Task: This project has two parts.
1) In the first part, you will run a regression, and identify and remove the 10% of points that have the largest residual errors. Then you’ll remove those outliers from the dataset and refit the regression, just like the strategy that Sebastian suggested in the lesson videos.
2) In the second part, you will get acquainted with some of the outliers in the Enron finance data, and learn if/how to remove them.
In [1]:
%pylab inline
In [4]:
import sys
sys.path.append("../outliers/")
filePath = '/Users/omojumiller/mycode/MachineLearningNanoDegree/IntroToArtificialIntelligence/outliers/'
import random
import numpy
import pickle
import matplotlib.pyplot as pyplt
import seaborn as sns
from outlier_cleaner import outlierCleaner
In [5]:
### load up some practice data with outliers in it
ages = pickle.load( open(filePath+'practice_outliers_ages.pkl', "r") )
net_worths = pickle.load( open(filePath+"practice_outliers_net_worths.pkl", "r") )
In [6]:
### ages and net_worths need to be reshaped into 2D numpy arrays
### second argument of reshape command is a tuple of integers: (n_rows, n_columns)
### by convention, n_rows is the number of data points
### and n_columns is the number of features
ages = numpy.reshape( numpy.array(ages), (len(ages), 1))
net_worths = numpy.reshape( numpy.array(net_worths), (len(net_worths), 1))
from sklearn.cross_validation import train_test_split
ages_train, ages_test, net_worths_train, net_worths_test = train_test_split(ages,
net_worths, test_size=0.1, random_state=42)
In [7]:
### fill in a regression here!
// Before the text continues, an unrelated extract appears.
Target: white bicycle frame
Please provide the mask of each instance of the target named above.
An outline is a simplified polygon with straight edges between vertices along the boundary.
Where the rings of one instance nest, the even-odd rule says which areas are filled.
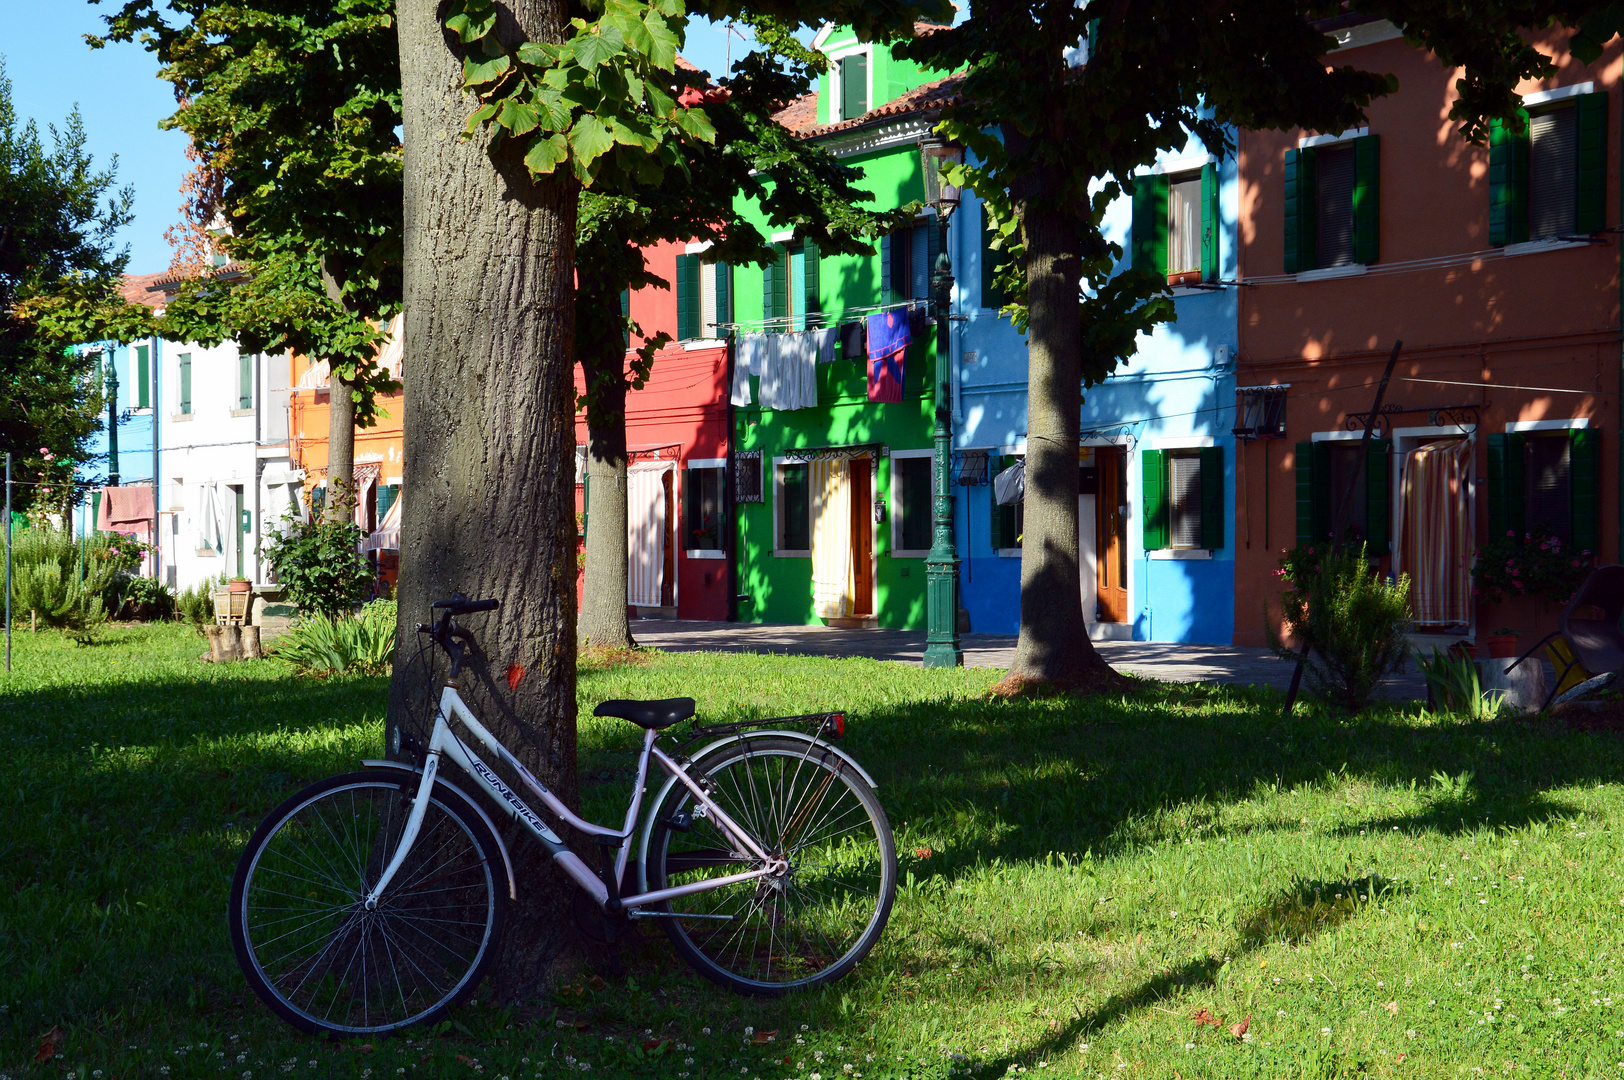
[[[694,893],[719,889],[727,885],[735,885],[742,881],[754,881],[780,872],[784,869],[785,861],[774,858],[764,851],[749,832],[740,827],[727,812],[716,805],[703,787],[693,777],[677,764],[670,755],[654,745],[655,732],[643,733],[643,750],[637,759],[637,783],[632,789],[631,803],[626,808],[625,824],[619,829],[608,829],[602,825],[594,824],[577,816],[570,808],[547,790],[545,784],[519,764],[517,758],[508,752],[507,747],[497,741],[496,736],[486,730],[485,725],[474,718],[464,704],[462,695],[457,688],[447,685],[440,693],[440,709],[434,717],[434,732],[429,738],[428,759],[423,764],[423,779],[418,783],[417,797],[412,802],[411,814],[406,819],[406,827],[401,833],[400,847],[396,849],[394,857],[384,869],[378,883],[367,893],[366,907],[372,910],[378,905],[378,899],[389,887],[390,881],[400,870],[401,865],[410,854],[412,845],[417,842],[418,831],[423,826],[423,816],[428,812],[429,795],[434,789],[435,777],[439,775],[440,758],[442,755],[450,758],[459,765],[464,772],[473,777],[481,786],[489,791],[496,799],[498,805],[507,811],[508,816],[523,825],[537,841],[552,855],[553,861],[559,869],[568,874],[570,880],[579,885],[586,894],[598,904],[607,908],[609,904],[609,889],[602,878],[581,860],[581,857],[565,846],[558,834],[548,828],[547,823],[541,820],[532,809],[521,799],[517,792],[504,783],[490,766],[481,761],[468,746],[459,739],[451,729],[448,717],[456,717],[463,727],[474,736],[497,760],[512,769],[524,781],[526,786],[539,798],[543,805],[567,821],[573,828],[579,829],[589,836],[601,837],[605,840],[618,841],[615,852],[614,877],[616,883],[625,880],[626,860],[631,853],[632,834],[636,830],[638,818],[643,807],[643,789],[648,781],[648,764],[650,759],[657,763],[671,778],[686,787],[694,796],[698,804],[705,809],[705,816],[715,822],[723,837],[733,846],[730,854],[746,860],[755,859],[760,865],[754,870],[739,874],[728,874],[722,877],[709,878],[696,881],[689,885],[677,885],[669,889],[655,889],[652,892],[637,893],[633,896],[618,898],[618,907],[625,910],[628,915],[638,916],[645,914],[636,911],[643,904],[657,904],[662,900],[674,900],[679,896],[691,896]]]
Name the regression object reg so that
### the plotting code below works, and you can see what your regression looks like
from sklearn import linear_model
reg = linear_model.LinearRegression()
reg.fit(ages_train, net_worths_train)
print "slope of regression is %.2f" % reg.coef_
print "intercepts of regression is %.2f" % reg.intercept_
In [8]:
print "\n ********stats on dataset********\n"
print "r-squared score on testing data: ", reg.score(ages_test, net_worths_test)
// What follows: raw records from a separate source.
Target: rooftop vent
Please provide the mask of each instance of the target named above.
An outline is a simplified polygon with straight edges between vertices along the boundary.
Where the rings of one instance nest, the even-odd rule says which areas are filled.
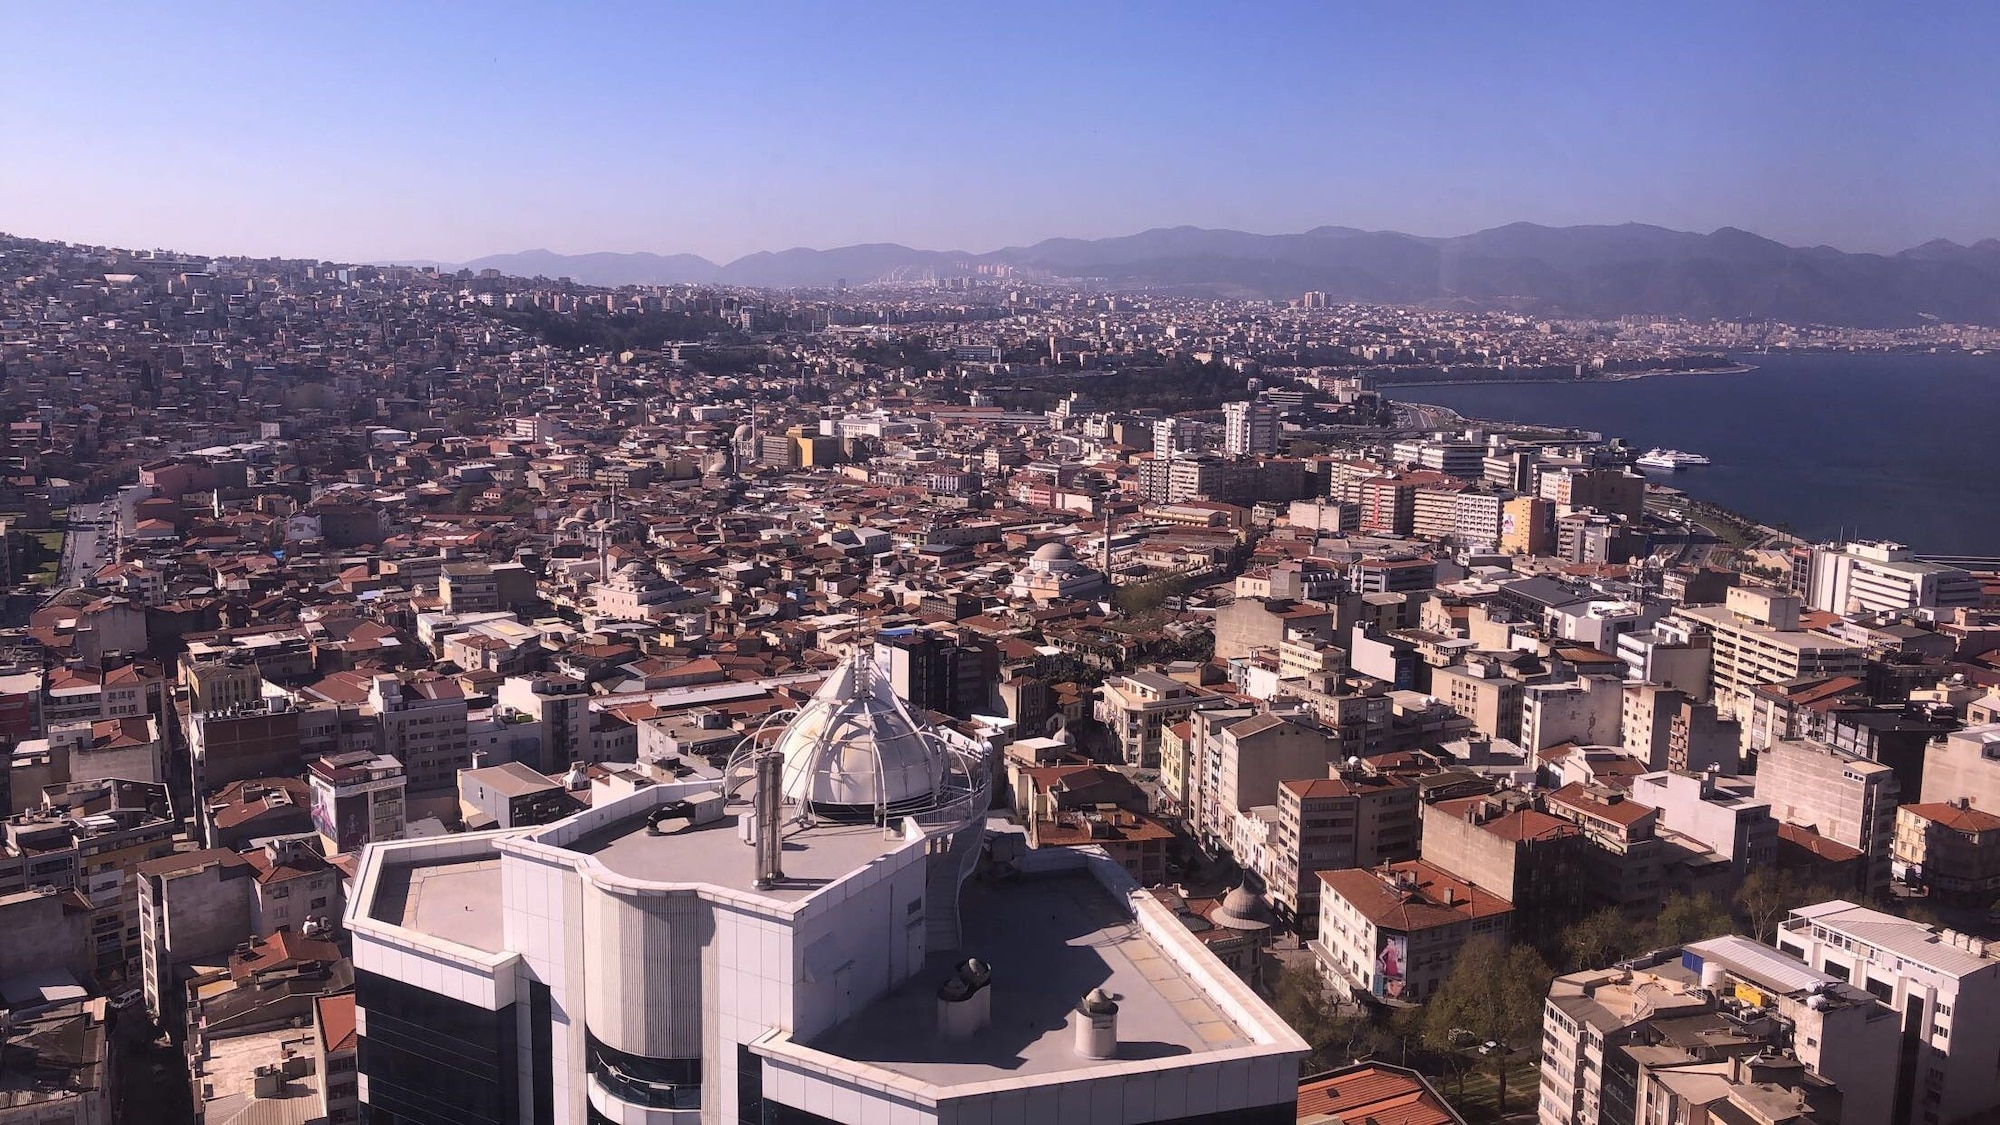
[[[1118,1057],[1118,1001],[1093,988],[1076,1006],[1076,1053],[1086,1059]]]
[[[938,1034],[965,1039],[993,1022],[993,970],[973,957],[959,962],[938,986]]]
print "r-squared score on training data: ", reg.score(ages_train, net_worths_train)
In [9]:
pyplt.clf()
pyplt.scatter(ages_train, net_worths_train, color="b", label="train data")
pyplt.scatter(ages_test, net_worths_test, color="r", label="test data")
pyplt.plot(ages_test, reg.predict(ages_test), color="black")
pyplt.legend(loc='upper center', shadow=True, fontsize='x-large')
pyplt.xlabel("ages", fontsize=14)
pyplt.ylabel("net worths", fontsize=14)
pyplt.show()
In [ ]: